What I learned from her
Strong curation projects are often born from interests beyond pure profit.
Curation is creating environments where ideas collide.
AI should expand imagination, not only accelerate output.
When machines summarize everything, human taste becomes more valuable.
Slowing down and looking deeper can be a strategic advantage.
Why you may want to follow her
Excellent for people interested in discovery, search, taste, learning, creativity, and where curation may be heading next. Her articles and essays, albeit infrequent, are often revelatory of important emerging trends. Curation and the effort to slow down and look deeper into things is the hill where she will stand.
10. Kei Watanabe
Why he matters
Kei Watanabe, co-founder of Glasp, beyond product building, the branding, editorial tone, and steady execution, has created a communication and positioning strategy that builds visibility, authority and credibility through curation.
What I learned from him
Public appreciation of others can become valuable content.

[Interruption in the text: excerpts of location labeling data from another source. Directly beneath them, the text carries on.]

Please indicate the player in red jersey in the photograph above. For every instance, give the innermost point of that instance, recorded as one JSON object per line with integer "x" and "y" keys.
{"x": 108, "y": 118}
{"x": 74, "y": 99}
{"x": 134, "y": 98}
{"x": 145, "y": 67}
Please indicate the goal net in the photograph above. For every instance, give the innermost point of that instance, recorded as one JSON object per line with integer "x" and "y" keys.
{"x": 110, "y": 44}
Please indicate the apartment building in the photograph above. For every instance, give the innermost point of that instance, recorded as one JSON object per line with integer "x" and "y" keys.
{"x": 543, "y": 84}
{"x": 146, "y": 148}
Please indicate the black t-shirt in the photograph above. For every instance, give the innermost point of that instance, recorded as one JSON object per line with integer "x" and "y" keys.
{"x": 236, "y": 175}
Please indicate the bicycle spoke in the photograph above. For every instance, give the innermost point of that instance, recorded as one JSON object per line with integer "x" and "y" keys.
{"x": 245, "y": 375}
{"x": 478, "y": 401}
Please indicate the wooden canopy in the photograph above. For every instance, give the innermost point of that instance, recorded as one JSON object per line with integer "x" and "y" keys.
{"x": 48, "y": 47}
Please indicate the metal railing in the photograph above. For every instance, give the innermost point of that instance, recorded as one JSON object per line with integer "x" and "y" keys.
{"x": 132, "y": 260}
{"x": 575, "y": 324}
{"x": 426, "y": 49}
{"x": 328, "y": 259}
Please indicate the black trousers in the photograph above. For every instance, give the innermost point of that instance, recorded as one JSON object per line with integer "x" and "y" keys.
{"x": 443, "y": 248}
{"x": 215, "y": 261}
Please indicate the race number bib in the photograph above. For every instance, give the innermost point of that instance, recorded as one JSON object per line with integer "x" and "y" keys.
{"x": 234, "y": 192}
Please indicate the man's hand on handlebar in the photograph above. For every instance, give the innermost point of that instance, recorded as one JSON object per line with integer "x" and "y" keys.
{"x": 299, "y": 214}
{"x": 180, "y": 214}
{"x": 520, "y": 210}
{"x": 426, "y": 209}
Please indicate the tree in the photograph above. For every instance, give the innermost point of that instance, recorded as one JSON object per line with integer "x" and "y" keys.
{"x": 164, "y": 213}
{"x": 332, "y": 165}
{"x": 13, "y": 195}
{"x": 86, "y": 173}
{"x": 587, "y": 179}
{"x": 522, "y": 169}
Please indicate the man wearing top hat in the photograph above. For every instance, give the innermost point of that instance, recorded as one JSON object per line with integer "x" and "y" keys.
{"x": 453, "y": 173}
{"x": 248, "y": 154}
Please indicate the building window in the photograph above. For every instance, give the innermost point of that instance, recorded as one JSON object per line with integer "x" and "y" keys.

Curation can begin with highlights, notes, and annotations.
Visible reading trails build credibility.
Generosity can be a growth strategy.
Why you may want to follow him
Useful for readers, researchers, educators, and experts who want to build presence through substance rather than performance. Especially relevant if you want to learn publicly, share discoveries, and turn everyday reading into visible value.
11. Kazuki Nakayashiki
Why he matters
Kazuki Nakayashiki, CEO and co-founder of Glasp, is building build a great ecosystem of curation and learning tools, one step at a time. He is the one who in practice, more than anyone else, has helped transform highlighting from a private reading habit into a public form of curation. Through visible highlights, notes, and reading trails, he showed that what we save and annotate reveals judgment, interests, and learning paths.
What I learned from him
Big things are often built brick by brick.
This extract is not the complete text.